Roboflow Inference CLI
Roboflow Inference CLI is a command-line interface designed for deploying computer vision models to various devices and environments with minimal machine learning or deployment knowledge. It provides tools to run and manage a local inference server, process data with workflows, benchmark performance, make predictions, and deploy to the cloud. The library is currently at version 1.2.2 and sees active development with frequent releases.
Warnings
- breaking Starting with v1.2.0, `inference-models` became the default inference engine. This change impacts performance, resource usage, and may require adjustments for GPU users. The old backend is available in opt-out mode.
- deprecated Python 3.9 support has been deprecated and is now effectively End-of-Life. Building projects with Python 3.9 and `inference-cli` may lead to build failures or unpatched security vulnerabilities.
- gotcha Running the local inference server using `inference server start` requires Docker to be installed and running on your system. Without Docker, the server cannot be launched.
- gotcha Proper GPU setup for `inference-gpu` is complex, requiring specific NVIDIA CUDA Toolkit and cuDNN installations, and careful selection of `torch` and `torchvision` versions that match your CUDA installation. Incorrect versions can lead to runtime errors or CPU-only inference.

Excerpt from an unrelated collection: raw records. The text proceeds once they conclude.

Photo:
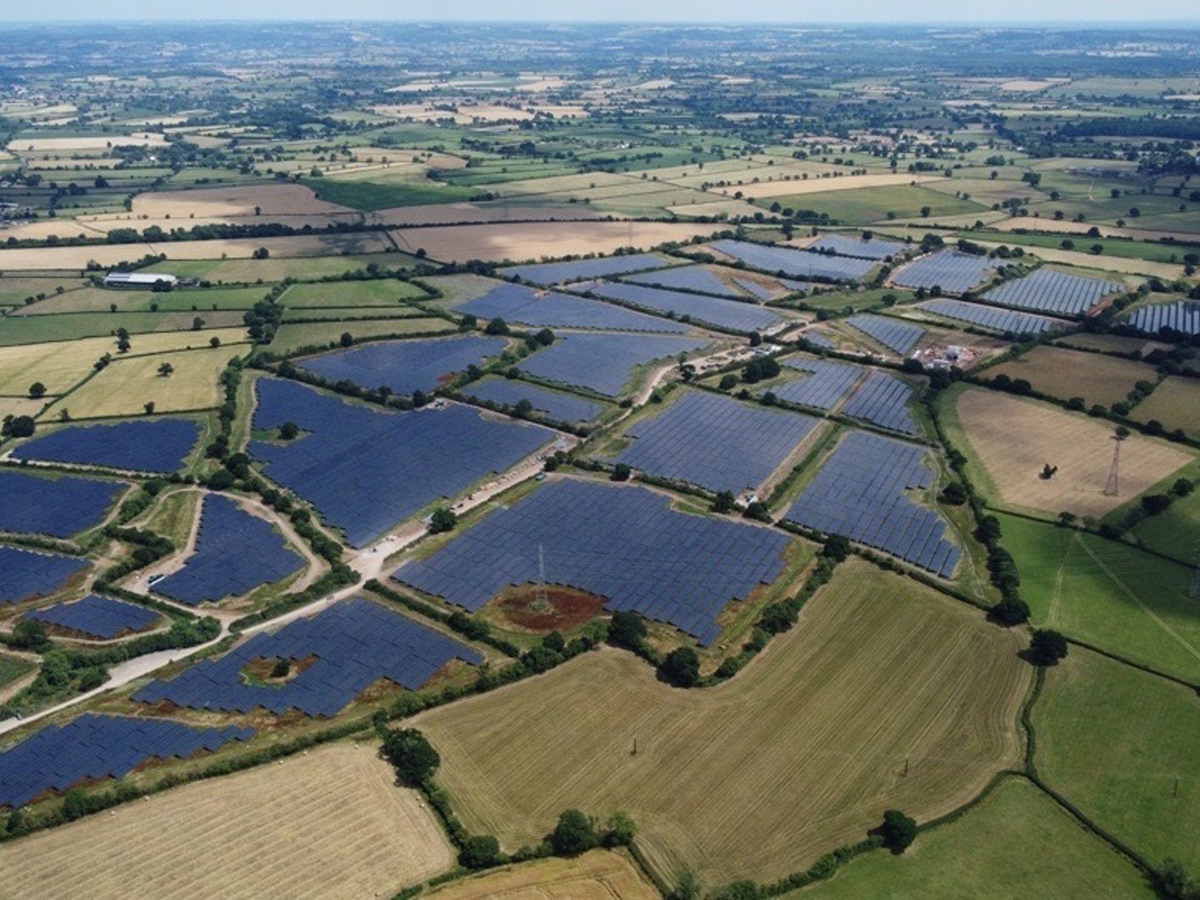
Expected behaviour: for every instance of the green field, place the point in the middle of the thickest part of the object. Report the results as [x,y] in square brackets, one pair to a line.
[1018,843]
[1125,747]
[1109,594]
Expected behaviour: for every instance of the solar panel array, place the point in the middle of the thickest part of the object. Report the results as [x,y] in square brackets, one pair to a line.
[720,313]
[861,493]
[857,246]
[95,616]
[406,366]
[893,334]
[603,363]
[28,574]
[883,400]
[715,442]
[555,406]
[827,383]
[621,543]
[581,269]
[797,263]
[1183,317]
[53,507]
[160,445]
[95,747]
[366,469]
[343,651]
[951,270]
[521,304]
[235,552]
[1049,291]
[1007,321]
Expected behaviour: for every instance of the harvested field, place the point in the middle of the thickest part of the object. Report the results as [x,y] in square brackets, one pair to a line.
[126,384]
[520,243]
[597,875]
[802,751]
[1075,373]
[330,823]
[1013,438]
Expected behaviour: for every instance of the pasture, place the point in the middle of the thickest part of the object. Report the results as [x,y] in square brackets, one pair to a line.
[1109,594]
[1009,471]
[330,823]
[1125,747]
[1065,373]
[1015,843]
[880,660]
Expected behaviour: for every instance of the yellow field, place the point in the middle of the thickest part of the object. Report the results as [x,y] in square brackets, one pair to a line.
[126,384]
[597,875]
[1014,438]
[63,364]
[327,825]
[798,754]
[521,243]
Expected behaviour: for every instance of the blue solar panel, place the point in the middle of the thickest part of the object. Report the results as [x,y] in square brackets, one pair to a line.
[367,469]
[95,616]
[55,507]
[28,574]
[94,747]
[621,543]
[581,269]
[341,652]
[862,492]
[604,363]
[235,552]
[406,366]
[556,406]
[715,442]
[525,305]
[160,445]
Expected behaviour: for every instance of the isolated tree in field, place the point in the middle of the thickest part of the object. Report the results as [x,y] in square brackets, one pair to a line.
[1047,647]
[574,834]
[413,757]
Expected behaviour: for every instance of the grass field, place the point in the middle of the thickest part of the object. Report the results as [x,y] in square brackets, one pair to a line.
[1065,373]
[1175,403]
[1109,594]
[597,875]
[1018,843]
[798,754]
[1080,447]
[330,823]
[125,385]
[1125,747]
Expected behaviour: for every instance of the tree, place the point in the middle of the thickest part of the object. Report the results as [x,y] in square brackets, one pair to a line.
[1047,647]
[413,757]
[898,831]
[574,834]
[681,667]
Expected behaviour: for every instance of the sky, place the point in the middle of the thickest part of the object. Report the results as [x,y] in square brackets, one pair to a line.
[783,11]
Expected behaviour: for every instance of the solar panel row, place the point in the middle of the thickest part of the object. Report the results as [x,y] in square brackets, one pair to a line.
[619,543]
[99,747]
[335,655]
[862,493]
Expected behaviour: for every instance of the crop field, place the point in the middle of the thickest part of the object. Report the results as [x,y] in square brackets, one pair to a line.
[330,823]
[1109,594]
[827,759]
[1000,850]
[125,385]
[1123,745]
[597,875]
[1075,373]
[1080,447]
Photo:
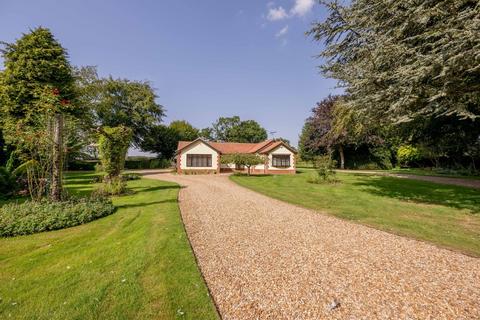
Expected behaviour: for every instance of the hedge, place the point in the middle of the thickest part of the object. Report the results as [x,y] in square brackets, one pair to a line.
[38,216]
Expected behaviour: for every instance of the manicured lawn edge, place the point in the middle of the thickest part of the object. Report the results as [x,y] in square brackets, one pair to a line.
[455,239]
[137,263]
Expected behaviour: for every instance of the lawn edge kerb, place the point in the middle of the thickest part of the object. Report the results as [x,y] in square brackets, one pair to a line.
[192,250]
[365,224]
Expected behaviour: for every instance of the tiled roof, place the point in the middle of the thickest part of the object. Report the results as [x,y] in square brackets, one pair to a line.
[236,147]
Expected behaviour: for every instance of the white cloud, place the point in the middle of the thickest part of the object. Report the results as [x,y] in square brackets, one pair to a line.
[282,32]
[275,14]
[302,7]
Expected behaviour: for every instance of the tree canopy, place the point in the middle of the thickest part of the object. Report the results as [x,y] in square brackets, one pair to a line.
[232,129]
[120,102]
[37,89]
[161,140]
[185,130]
[400,60]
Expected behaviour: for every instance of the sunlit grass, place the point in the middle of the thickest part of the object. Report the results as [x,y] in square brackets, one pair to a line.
[136,263]
[442,214]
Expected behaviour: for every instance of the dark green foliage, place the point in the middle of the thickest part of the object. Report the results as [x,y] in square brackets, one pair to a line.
[38,216]
[243,159]
[247,131]
[161,140]
[113,147]
[80,165]
[407,155]
[37,78]
[119,102]
[324,170]
[146,163]
[404,59]
[411,68]
[185,130]
[232,129]
[8,183]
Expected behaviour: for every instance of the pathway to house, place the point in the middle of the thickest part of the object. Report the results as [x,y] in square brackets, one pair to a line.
[265,259]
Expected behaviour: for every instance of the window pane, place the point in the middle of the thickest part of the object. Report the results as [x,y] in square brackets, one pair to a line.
[281,160]
[199,160]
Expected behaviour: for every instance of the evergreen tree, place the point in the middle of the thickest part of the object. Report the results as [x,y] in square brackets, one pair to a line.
[37,88]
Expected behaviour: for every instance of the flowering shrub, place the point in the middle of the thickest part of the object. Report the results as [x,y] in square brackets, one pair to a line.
[407,155]
[38,216]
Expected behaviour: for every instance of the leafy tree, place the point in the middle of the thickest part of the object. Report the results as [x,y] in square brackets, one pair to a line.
[317,135]
[400,60]
[410,66]
[324,170]
[247,131]
[243,159]
[161,140]
[185,130]
[407,155]
[38,89]
[333,126]
[221,128]
[232,129]
[119,102]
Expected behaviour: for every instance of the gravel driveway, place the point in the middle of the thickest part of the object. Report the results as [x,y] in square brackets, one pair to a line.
[266,259]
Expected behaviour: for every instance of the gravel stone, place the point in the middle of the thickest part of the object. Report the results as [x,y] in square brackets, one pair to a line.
[266,259]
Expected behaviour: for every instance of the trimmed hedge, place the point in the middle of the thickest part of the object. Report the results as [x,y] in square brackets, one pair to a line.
[146,163]
[130,163]
[38,216]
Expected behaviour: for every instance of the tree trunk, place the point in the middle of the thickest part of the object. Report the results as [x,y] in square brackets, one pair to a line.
[342,157]
[57,158]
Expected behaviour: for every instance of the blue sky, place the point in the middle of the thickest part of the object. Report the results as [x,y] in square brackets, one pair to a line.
[206,58]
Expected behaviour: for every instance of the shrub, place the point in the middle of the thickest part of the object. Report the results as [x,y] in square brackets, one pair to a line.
[98,168]
[111,187]
[113,146]
[199,171]
[81,165]
[146,163]
[407,155]
[8,183]
[324,170]
[130,176]
[38,216]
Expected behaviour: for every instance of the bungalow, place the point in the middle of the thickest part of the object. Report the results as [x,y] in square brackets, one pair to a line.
[200,156]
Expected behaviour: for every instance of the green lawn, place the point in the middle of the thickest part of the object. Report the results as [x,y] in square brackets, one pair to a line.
[442,214]
[136,263]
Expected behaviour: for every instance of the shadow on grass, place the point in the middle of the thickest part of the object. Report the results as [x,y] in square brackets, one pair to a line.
[422,192]
[147,189]
[143,204]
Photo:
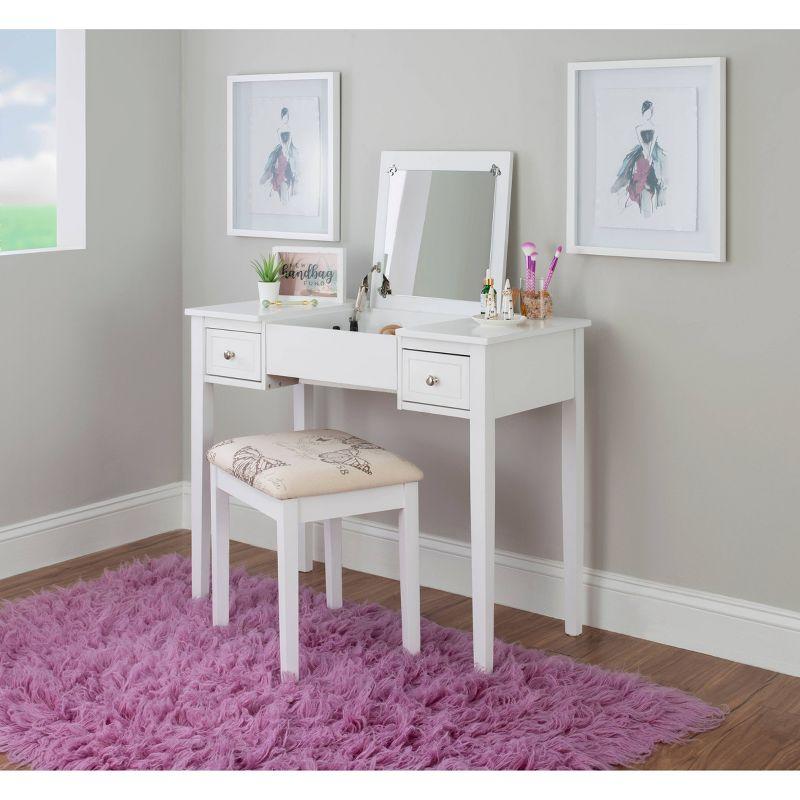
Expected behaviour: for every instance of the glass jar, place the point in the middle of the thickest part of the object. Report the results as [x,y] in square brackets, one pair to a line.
[536,304]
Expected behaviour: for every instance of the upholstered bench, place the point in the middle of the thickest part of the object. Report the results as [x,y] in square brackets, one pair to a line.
[307,476]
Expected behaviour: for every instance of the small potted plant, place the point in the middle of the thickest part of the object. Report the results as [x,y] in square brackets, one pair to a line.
[269,277]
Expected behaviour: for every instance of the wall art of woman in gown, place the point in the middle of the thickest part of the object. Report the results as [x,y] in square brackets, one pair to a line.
[642,175]
[281,169]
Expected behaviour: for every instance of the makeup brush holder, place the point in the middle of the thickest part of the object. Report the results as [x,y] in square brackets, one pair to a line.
[536,305]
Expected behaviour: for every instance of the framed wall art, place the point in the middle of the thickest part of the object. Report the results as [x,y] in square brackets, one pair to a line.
[312,272]
[283,156]
[646,159]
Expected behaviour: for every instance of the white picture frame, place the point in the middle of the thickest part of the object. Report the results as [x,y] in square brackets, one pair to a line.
[589,85]
[319,259]
[299,199]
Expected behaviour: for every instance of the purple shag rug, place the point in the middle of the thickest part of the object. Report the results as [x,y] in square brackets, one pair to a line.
[126,672]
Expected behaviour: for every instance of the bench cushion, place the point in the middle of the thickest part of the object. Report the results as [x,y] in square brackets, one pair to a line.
[307,463]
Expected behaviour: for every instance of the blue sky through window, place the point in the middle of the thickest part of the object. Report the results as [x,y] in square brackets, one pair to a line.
[27,139]
[27,115]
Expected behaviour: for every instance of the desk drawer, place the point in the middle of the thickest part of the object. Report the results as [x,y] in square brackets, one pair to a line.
[437,379]
[233,354]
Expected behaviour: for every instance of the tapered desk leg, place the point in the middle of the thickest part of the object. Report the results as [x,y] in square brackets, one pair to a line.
[572,497]
[482,509]
[303,404]
[202,428]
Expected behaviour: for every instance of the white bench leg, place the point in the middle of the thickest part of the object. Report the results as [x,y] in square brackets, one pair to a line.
[303,409]
[409,568]
[289,588]
[333,562]
[220,555]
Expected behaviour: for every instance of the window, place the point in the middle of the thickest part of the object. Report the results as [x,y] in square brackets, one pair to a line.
[42,140]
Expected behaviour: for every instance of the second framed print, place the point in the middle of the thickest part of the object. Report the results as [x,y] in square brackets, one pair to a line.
[646,159]
[283,156]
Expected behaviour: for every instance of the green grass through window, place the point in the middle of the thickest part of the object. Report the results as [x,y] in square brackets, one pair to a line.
[27,227]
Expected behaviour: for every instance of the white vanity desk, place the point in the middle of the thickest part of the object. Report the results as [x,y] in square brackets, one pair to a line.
[436,364]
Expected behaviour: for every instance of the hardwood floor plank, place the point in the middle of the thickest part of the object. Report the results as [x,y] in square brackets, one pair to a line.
[761,732]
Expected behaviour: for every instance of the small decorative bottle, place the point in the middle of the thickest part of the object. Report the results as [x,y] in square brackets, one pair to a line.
[485,293]
[491,301]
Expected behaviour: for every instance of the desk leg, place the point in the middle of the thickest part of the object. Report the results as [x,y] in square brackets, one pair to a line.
[202,430]
[481,496]
[303,403]
[572,497]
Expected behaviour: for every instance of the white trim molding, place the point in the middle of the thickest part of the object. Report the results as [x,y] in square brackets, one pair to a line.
[727,627]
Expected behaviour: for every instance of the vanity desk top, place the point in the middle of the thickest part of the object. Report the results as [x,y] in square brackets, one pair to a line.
[417,324]
[442,218]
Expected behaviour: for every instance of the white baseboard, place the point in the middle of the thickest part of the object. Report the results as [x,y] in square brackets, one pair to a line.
[755,634]
[79,531]
[759,635]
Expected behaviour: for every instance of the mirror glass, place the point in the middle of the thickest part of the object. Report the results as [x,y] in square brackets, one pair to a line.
[438,232]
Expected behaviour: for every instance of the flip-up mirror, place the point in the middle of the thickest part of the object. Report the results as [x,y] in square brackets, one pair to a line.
[442,221]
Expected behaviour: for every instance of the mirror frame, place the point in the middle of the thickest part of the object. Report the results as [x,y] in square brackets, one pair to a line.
[453,161]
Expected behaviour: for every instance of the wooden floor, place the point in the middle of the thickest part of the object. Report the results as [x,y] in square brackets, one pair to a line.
[761,732]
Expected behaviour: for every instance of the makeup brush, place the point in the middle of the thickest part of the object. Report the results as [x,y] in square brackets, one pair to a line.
[529,249]
[552,267]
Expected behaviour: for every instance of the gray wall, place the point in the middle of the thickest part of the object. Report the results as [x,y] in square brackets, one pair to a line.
[90,401]
[692,371]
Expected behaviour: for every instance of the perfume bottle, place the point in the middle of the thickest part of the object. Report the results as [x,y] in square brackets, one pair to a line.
[491,301]
[507,304]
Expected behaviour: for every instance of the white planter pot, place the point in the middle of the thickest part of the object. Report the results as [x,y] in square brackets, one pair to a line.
[268,291]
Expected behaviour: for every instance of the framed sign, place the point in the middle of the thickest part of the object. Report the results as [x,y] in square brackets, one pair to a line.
[646,158]
[316,272]
[283,155]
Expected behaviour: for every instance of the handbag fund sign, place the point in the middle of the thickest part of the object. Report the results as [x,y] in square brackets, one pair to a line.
[312,272]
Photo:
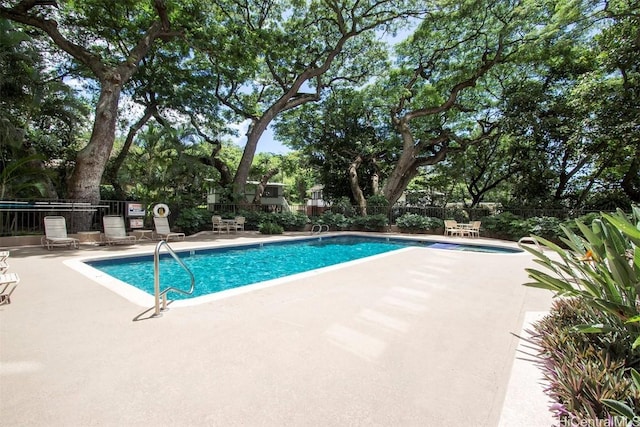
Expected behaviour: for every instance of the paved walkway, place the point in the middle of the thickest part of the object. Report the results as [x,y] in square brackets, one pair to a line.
[422,337]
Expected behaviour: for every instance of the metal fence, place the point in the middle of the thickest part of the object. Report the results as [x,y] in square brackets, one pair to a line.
[19,217]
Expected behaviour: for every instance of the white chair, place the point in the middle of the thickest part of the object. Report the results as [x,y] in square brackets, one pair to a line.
[163,230]
[55,233]
[474,229]
[238,224]
[217,224]
[451,228]
[114,230]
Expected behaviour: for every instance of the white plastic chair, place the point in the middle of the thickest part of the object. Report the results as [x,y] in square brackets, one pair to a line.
[163,230]
[217,224]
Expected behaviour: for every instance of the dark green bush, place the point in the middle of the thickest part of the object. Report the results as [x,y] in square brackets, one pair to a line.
[270,228]
[343,206]
[288,220]
[545,226]
[192,220]
[411,221]
[335,220]
[505,226]
[371,222]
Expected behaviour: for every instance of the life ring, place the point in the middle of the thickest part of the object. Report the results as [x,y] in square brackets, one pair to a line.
[161,210]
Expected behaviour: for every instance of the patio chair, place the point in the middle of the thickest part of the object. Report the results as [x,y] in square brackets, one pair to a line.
[114,231]
[163,230]
[55,233]
[8,283]
[217,223]
[238,224]
[451,228]
[474,229]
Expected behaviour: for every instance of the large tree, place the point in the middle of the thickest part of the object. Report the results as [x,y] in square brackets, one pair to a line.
[273,60]
[106,41]
[441,99]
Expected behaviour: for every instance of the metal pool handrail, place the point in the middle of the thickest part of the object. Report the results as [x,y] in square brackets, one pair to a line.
[319,228]
[156,278]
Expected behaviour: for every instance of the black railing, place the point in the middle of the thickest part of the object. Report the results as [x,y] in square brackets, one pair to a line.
[18,217]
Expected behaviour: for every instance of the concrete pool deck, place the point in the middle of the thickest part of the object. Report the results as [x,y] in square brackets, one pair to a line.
[423,337]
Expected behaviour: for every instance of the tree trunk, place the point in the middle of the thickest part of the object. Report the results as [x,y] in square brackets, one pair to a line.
[254,133]
[631,180]
[84,183]
[262,185]
[111,174]
[358,195]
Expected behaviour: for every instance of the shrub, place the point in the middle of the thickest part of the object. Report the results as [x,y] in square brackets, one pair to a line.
[192,220]
[343,206]
[288,220]
[371,222]
[335,220]
[411,221]
[506,225]
[545,226]
[601,272]
[270,228]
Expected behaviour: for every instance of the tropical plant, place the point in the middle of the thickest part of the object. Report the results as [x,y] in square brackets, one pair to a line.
[601,267]
[590,376]
[270,228]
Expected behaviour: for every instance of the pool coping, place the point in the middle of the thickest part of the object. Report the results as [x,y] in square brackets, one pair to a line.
[144,299]
[72,356]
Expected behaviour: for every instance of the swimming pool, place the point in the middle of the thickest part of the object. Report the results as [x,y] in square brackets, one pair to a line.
[223,268]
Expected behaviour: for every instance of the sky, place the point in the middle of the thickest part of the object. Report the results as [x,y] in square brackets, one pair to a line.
[268,142]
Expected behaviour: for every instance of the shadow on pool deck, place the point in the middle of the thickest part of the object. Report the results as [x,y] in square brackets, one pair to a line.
[417,338]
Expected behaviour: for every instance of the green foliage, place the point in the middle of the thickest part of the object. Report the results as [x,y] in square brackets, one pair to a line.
[343,206]
[290,221]
[545,226]
[588,374]
[411,221]
[506,225]
[377,200]
[335,220]
[371,222]
[192,220]
[270,228]
[601,267]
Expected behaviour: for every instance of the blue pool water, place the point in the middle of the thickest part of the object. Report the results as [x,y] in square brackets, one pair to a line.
[219,269]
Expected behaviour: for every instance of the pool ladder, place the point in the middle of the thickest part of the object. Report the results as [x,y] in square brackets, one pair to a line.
[161,296]
[319,228]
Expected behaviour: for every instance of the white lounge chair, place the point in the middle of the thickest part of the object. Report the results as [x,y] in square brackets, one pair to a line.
[451,228]
[8,283]
[163,230]
[474,229]
[217,224]
[114,231]
[55,233]
[237,224]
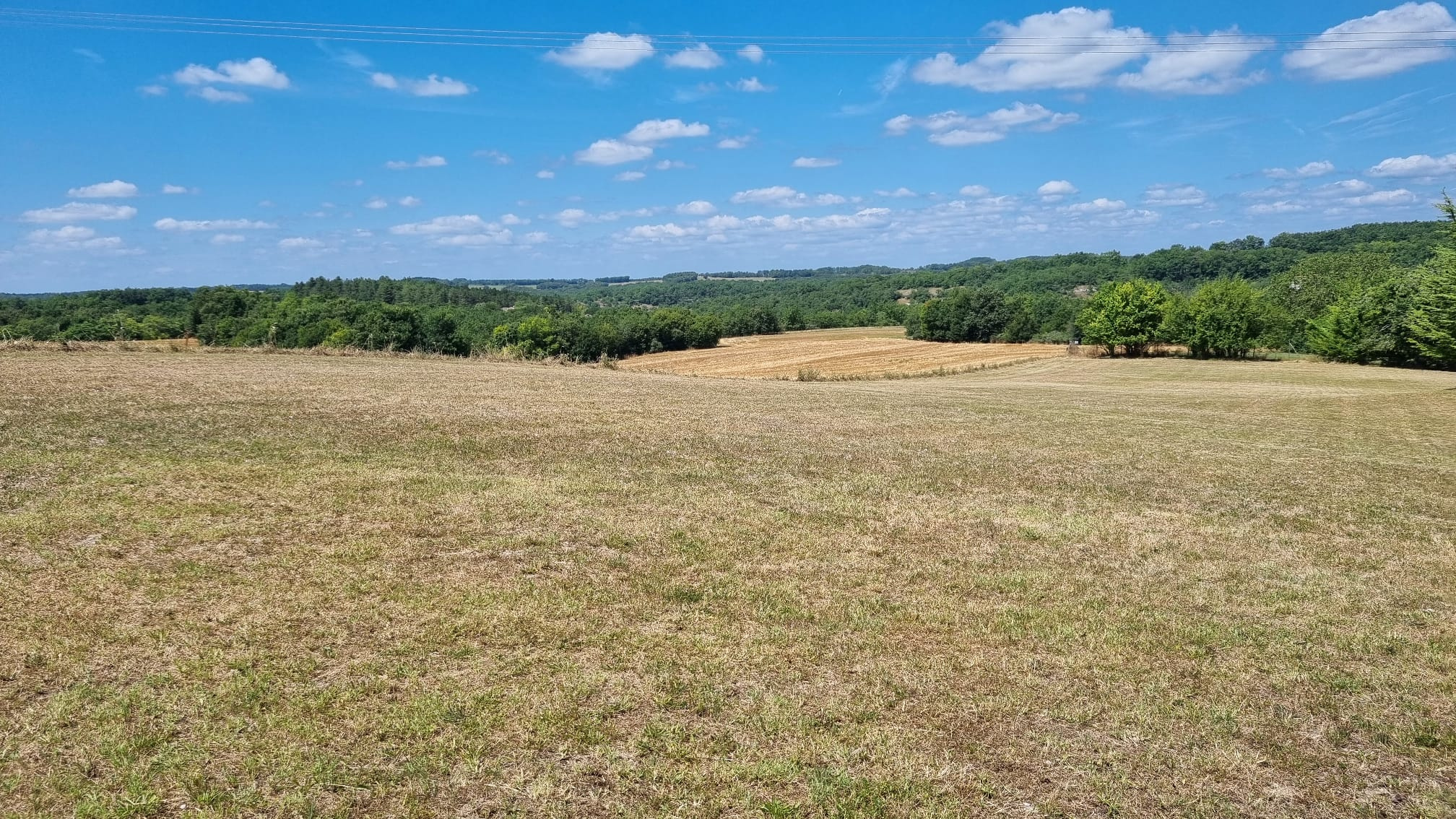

- gotcha When performing programmatic inference with `inference_sdk.InferenceHTTPClient` or other SDK components, an `ROBOFLOW_API_KEY` (or `API_KEY`) is typically required for authentication, especially when interacting with Roboflow's hosted services.
Install
-
pip install inference-cli -
pip install inference-cli # For GPU (CUDA 12.1 example, adjust --extra-index-url for your CUDA version) pip install torch torchvision --index-url https://download.pytorch.org/whl/cu121 pip install inference-gpu
Imports
- InferenceHTTPClient
from inference_sdk import InferenceHTTPClient
- InferencePipeline
from inference import InferencePipeline
Quickstart
import os
from inference_sdk import InferenceHTTPClient
# Ensure you have your Roboflow API key set as an environment variable or replace os.environ.get with your key.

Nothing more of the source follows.